The paper Qiu presented at NSDI reveals FlexPlan, a solution that aims to automatically synthesize runtime programmable switch update plans. With FlexPlan, Qiu and his research collaborators provide formal guarantees to the generated update plans, ensuring they are both feasible and safe. Qiu, who is well-versed in communicating complex ideas, chose a different analogy to illustrate FlexPlan.
He said, “Suppose we work at a small store where we sell two kinds of fruit to our customers. We have been selling apples and pears, but our manager decides to replace them with oranges and bananas. The easiest way to do this is to remove the apples and pears, then fill the empty spaces with oranges and bananas. But in the interim, there is no fruit on the shelf and that violates a company rule requiring us to keep at least two types of fruit on the shelf around the clock.
“Another naïve solution is to just add oranges and bananas beside the existing apples and pears, but this is not always possible, particularly in stores with only three bins for fruit. A multi-step update plan would be to add bananas in the third bin and remove apples; that meets the two fruit minimum requirement and the maximum three bin restriction. Next, add oranges to the empty bin, then remove pears.”
Qiu’s analogy shows how the programmable switches (store employees) take appropriate actions to match defined logic (instructions). He jokes that just about the time the employees are feeling pretty good about their results, they learn there is another restriction they have not yet considered.
“In our analogy, another corporate policy says at least one ‘popular’ fruit must be displayed at all times. The manager tells us apples and oranges are most popular with our customers, so our first step – adding bananas and removing apples means only the least popular fruit – bananas and pears – are displayed. To update the multi-step plan, we must consider the space constraints and conform to the two fruit minimum and the one popular fruit requirements. Using the original configuration of apples and pears, we add oranges, remove pears, add bananas, then remove apples.”
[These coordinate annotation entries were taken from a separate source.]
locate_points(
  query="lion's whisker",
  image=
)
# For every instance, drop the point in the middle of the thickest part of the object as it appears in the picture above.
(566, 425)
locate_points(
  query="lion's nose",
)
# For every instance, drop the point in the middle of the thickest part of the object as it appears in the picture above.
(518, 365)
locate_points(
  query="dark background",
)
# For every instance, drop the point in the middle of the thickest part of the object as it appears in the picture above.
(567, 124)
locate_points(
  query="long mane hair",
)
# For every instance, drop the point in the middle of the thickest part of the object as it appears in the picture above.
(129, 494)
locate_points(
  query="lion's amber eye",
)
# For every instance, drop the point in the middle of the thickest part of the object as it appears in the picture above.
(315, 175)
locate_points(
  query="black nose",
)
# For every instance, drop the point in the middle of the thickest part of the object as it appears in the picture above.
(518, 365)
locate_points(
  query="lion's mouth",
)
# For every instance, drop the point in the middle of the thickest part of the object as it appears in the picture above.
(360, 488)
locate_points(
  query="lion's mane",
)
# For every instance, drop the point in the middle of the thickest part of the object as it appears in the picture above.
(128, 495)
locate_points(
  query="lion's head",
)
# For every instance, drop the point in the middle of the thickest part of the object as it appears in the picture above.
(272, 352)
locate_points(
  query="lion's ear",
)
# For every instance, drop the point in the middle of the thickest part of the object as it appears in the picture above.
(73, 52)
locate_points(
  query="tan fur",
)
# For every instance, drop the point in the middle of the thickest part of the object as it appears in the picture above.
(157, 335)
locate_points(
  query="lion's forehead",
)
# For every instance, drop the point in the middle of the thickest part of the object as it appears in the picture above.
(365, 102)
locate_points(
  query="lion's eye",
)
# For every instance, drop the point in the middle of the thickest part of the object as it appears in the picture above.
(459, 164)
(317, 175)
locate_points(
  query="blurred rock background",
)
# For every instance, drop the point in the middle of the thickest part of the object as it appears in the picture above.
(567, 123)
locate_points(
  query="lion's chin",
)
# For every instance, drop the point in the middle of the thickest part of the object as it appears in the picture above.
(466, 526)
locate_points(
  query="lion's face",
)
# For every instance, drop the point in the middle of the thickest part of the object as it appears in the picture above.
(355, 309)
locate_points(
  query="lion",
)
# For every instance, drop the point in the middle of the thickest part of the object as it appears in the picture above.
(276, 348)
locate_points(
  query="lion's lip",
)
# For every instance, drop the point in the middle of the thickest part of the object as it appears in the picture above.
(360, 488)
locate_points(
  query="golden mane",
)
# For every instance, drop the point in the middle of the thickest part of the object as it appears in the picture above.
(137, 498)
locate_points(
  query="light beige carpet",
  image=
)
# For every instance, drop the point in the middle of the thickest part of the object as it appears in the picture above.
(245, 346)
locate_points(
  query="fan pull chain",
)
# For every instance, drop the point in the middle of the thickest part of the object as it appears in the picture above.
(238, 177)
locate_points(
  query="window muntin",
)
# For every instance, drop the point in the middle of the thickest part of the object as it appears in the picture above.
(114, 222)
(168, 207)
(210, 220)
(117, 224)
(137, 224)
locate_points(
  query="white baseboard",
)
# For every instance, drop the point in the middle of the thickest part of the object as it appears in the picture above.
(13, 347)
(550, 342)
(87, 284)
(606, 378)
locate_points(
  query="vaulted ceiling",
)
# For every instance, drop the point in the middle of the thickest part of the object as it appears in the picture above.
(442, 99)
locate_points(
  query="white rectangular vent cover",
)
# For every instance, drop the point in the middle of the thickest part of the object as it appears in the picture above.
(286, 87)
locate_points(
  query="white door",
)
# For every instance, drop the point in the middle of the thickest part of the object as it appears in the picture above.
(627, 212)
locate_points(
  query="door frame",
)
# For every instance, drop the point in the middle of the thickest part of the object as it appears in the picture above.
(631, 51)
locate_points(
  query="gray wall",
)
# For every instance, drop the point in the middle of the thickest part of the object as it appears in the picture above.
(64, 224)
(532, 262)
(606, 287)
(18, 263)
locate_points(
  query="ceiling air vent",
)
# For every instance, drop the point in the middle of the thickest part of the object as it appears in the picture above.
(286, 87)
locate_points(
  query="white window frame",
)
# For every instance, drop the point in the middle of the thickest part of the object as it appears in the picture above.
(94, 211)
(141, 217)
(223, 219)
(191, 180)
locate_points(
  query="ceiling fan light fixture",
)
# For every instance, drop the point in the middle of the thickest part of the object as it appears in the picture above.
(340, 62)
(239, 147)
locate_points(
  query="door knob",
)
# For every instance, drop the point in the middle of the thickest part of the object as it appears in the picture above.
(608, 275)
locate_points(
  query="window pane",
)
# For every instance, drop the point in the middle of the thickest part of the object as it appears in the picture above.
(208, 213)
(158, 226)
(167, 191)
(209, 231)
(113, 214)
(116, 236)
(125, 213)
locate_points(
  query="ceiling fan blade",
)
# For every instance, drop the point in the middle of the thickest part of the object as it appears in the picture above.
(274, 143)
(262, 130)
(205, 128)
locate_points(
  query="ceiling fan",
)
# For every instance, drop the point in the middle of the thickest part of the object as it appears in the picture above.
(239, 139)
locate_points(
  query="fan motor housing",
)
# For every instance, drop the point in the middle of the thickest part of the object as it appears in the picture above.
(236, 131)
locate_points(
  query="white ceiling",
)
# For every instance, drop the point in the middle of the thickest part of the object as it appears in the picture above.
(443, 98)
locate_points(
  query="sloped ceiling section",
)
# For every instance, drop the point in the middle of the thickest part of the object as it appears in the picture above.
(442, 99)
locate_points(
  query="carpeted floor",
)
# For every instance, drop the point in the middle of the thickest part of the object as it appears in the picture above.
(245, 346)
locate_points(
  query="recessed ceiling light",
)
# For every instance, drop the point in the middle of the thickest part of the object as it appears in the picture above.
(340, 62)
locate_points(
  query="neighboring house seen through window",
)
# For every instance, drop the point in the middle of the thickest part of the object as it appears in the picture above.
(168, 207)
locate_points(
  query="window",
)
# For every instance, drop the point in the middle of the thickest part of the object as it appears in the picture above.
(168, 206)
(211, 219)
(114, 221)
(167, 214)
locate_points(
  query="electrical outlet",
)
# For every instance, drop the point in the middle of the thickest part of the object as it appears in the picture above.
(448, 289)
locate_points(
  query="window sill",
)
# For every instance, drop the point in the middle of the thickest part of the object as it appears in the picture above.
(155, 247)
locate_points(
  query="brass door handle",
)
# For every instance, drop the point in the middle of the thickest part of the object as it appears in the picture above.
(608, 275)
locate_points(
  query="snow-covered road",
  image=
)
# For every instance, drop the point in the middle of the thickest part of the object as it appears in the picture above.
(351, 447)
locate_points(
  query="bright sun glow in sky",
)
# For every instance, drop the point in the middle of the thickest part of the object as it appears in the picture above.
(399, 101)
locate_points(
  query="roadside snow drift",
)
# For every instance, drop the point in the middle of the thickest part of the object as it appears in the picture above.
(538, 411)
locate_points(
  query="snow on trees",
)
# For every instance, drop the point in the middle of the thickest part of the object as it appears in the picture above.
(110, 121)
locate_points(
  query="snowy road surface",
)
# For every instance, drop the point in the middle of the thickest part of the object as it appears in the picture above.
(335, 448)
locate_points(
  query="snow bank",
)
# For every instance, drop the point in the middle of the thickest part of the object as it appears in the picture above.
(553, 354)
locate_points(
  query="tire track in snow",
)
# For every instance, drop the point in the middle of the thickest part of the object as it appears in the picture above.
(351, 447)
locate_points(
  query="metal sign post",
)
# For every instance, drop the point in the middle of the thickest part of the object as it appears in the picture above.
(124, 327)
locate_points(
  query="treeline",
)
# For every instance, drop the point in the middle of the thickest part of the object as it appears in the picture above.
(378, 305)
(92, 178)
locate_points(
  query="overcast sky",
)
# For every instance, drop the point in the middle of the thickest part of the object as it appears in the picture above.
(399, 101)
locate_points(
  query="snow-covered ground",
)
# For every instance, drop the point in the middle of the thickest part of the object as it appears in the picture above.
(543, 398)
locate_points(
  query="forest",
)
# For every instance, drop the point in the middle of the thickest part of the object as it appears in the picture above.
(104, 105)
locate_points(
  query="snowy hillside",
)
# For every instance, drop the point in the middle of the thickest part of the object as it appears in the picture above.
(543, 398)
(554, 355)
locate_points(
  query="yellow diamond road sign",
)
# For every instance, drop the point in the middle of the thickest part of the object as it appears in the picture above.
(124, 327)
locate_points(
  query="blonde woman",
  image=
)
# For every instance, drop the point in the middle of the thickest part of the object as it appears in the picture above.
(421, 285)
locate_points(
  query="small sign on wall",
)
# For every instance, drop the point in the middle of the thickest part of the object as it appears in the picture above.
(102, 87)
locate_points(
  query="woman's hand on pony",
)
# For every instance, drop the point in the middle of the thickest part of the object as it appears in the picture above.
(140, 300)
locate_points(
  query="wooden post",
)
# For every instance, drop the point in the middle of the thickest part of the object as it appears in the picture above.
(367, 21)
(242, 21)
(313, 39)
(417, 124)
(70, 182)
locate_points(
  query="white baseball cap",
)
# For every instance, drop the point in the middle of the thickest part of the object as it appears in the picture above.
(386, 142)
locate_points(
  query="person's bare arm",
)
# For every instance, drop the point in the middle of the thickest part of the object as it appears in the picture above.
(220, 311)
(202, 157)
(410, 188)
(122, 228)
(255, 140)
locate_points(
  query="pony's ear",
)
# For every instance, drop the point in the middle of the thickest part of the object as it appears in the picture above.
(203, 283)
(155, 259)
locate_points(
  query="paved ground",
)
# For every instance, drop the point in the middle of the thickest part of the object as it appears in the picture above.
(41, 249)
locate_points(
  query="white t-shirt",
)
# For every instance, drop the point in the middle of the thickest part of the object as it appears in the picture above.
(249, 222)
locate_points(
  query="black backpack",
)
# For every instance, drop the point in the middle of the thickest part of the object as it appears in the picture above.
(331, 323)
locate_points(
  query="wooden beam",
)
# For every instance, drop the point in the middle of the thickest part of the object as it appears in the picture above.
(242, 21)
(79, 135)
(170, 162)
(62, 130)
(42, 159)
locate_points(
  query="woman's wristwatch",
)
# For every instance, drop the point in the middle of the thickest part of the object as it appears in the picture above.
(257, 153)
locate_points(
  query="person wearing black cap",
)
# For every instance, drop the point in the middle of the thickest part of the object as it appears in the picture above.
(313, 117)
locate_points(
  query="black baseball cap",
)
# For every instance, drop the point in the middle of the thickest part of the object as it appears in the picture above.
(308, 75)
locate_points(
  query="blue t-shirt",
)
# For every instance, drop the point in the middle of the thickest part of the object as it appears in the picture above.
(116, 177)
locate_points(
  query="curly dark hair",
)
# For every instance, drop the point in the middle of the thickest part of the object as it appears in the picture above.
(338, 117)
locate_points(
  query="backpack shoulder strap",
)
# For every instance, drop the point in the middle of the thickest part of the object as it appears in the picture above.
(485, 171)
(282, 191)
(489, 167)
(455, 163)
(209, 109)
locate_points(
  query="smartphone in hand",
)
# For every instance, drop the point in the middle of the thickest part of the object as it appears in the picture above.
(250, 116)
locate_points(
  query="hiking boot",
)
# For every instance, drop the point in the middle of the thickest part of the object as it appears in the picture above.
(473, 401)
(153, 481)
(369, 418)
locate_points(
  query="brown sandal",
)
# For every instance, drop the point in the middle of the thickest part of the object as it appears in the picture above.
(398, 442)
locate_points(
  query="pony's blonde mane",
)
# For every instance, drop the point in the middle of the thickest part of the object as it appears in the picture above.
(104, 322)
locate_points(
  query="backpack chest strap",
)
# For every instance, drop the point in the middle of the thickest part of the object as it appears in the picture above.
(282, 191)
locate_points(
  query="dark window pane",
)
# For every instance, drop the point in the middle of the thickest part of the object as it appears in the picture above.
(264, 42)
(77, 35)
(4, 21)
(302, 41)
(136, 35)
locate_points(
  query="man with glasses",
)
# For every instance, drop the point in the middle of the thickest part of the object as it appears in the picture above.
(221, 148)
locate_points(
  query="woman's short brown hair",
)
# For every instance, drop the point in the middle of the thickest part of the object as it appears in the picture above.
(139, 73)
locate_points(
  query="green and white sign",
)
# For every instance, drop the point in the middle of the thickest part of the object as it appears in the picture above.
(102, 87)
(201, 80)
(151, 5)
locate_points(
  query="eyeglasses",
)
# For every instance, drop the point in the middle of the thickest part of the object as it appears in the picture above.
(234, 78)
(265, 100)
“Now imagine that this is a real store with all different types of groceries and various capacity constraints as well as correlated requirements. Items quickly become untraceable. In our network setting, things are even worse because we need to reason about program behavior, not just the existence of certain items. This complexity has driven us to develop FlexPlan, which leverages formal reasoning for an automated solution.”
Chen said: “Yiming is an extremely talented researcher. He charts his own course even from the earliest days of his Ph.D. program. I’m constantly amazed by how Yiming comes up with new ideas by himself and pushes them forward independently. His heart is in the work and his passion is infectious. It’s been my real privilege working with him!”
The university collaboration includes researchers from Rice University, The University of Texas at Austin, and University of Washington. The group is developing more tools like FlexPlan and offers workshops to introduce their tools to additional users. Their runtime programmable network initiative – the FlexNet Project – is supported by a National Science Foundation (NSF) Computer and Network Systems (CNS) large grant for collaborative research.